What? Another major New York City employment law change? The “Temporary Schedule Change” law–effective July 18–is a big one, folks, and every NYC business owner should know what it’s about!
The law requires employees to request two alternate work situations (“temporary schedule changes”) per calendar year for certain qualifying “personal events.” These situations can include temporary changes in hours & work location and also short-term unpaid leave and time off with pay. The law covers one business day of temporary schedule change per request. If an employee uses two business days for one request, then that is the equivalent of the employer fulfilling both requests for the year.
As a reminder, the New York City Earned Safe and Sick Time Act (ESSTA), effective as of this May, outlined an expanded list of life events qualifying employees for time off. It’s a lot more than simply a major illness of the employee–and has been extended to events a person in the employee’s care may also be experiencing. In addition to addressing physical or mental illnesses, an employee can qualify for a temporary schedule change if they or their family member has been the victim of domestic or sexual abuse, stalking or human trafficking.
Now, what obligations do you as an employer have per this new law? You have to respond to an employee’s written request for a temporary schedule change within 14 days, and indicate whether you’ve accepted the request, will accept a modified version of it (say, unpaid vs. paid leave), or have denied it.
If you reject the request, you need to be able to back this decision up with specific examples from the laws.

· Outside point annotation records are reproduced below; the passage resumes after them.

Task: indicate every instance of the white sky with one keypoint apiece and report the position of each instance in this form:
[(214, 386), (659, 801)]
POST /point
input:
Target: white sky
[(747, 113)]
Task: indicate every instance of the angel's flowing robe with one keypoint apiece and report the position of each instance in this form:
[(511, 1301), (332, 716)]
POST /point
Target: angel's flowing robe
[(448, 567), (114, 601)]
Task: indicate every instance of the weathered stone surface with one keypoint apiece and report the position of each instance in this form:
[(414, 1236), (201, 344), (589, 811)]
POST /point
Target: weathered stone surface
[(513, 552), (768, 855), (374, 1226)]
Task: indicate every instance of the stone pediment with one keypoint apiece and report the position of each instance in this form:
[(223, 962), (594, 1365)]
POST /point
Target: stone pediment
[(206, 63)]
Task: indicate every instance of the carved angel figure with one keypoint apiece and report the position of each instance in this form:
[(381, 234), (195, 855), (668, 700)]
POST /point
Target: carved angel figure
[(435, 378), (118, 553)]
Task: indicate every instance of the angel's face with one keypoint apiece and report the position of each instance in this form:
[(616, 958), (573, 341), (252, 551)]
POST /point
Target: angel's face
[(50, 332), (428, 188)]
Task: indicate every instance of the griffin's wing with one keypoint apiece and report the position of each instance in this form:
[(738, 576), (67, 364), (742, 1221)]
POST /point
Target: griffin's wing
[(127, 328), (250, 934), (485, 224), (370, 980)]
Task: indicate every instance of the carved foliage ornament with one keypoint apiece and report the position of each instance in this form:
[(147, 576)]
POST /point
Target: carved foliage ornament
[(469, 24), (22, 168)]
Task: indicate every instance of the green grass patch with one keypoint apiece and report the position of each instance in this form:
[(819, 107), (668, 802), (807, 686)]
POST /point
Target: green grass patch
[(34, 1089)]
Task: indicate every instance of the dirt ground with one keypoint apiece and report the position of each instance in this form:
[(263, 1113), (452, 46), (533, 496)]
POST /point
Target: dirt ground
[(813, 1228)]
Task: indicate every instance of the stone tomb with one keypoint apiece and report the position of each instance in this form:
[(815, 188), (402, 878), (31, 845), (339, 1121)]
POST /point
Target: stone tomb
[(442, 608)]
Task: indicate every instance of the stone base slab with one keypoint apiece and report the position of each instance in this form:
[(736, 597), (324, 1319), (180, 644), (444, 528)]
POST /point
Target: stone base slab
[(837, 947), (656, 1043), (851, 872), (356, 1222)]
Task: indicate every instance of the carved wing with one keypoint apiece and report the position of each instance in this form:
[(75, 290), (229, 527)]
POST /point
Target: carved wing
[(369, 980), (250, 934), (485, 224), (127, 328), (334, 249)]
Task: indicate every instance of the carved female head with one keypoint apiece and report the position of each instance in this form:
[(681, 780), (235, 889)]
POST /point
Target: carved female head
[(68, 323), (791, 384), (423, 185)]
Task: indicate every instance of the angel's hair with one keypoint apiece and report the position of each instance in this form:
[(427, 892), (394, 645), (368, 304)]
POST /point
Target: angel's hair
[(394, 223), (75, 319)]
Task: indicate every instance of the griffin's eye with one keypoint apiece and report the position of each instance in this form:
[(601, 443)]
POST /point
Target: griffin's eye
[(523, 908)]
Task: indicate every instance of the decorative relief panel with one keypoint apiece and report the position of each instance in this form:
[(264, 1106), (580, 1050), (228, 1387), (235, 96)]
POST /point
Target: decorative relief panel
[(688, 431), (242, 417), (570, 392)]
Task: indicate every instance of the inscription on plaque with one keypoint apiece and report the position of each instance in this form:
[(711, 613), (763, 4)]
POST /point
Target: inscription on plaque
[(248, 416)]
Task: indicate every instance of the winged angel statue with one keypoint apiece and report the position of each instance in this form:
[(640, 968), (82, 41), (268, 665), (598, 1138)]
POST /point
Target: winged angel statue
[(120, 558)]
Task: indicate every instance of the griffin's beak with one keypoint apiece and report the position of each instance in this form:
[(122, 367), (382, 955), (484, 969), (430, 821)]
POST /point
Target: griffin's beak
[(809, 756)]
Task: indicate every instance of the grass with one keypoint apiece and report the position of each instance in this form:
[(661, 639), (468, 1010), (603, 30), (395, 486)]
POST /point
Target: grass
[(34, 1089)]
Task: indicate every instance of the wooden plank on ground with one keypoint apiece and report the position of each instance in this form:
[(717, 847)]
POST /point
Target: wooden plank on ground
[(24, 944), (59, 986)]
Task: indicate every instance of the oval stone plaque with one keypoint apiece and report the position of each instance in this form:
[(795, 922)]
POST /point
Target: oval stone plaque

If your employee has used already both of their allotted requests earlier in the year, you can, of course, turn this new request down.
The biggest takeaway here you should be aware of is this: an employee under the Temporary Schedule Change law does NOT need to exhaust his paid sick time earned from ESSTA. And granting an employee sick time hours for Temporary Schedule Change does NOT count towards an employer’s responsibility to grant hours through ESSTA. So it’s very important to keep those two things straight:
- Under ESSTA, employees accrue sick leave one hour for every 30 hours worked, with a maximum of 40 hours per calendar year.
- Under Temporary Schedule Change, all employees (outside the motion picture industry) who have worked for an employer for 120 days and have completed 80 hours of work in NYC qualify for two business days a year of requested work leave/change. This is INDEPENDENT of hours gained through ESSTA.
The employer penalty for failure to comply with this new law is $500 per violation. Obviously, as more and more of these new laws get added to the books, it can get pretty confusing. There are excellent highly-detailed looks at Temporary Schedule Change at the employment law blogs Littler, Ogletree Deakins, and Mintz Levin. Beyond this, we highly recommend you consult the New York Department of Labor and/or a lawyer to make sure you are in compliance.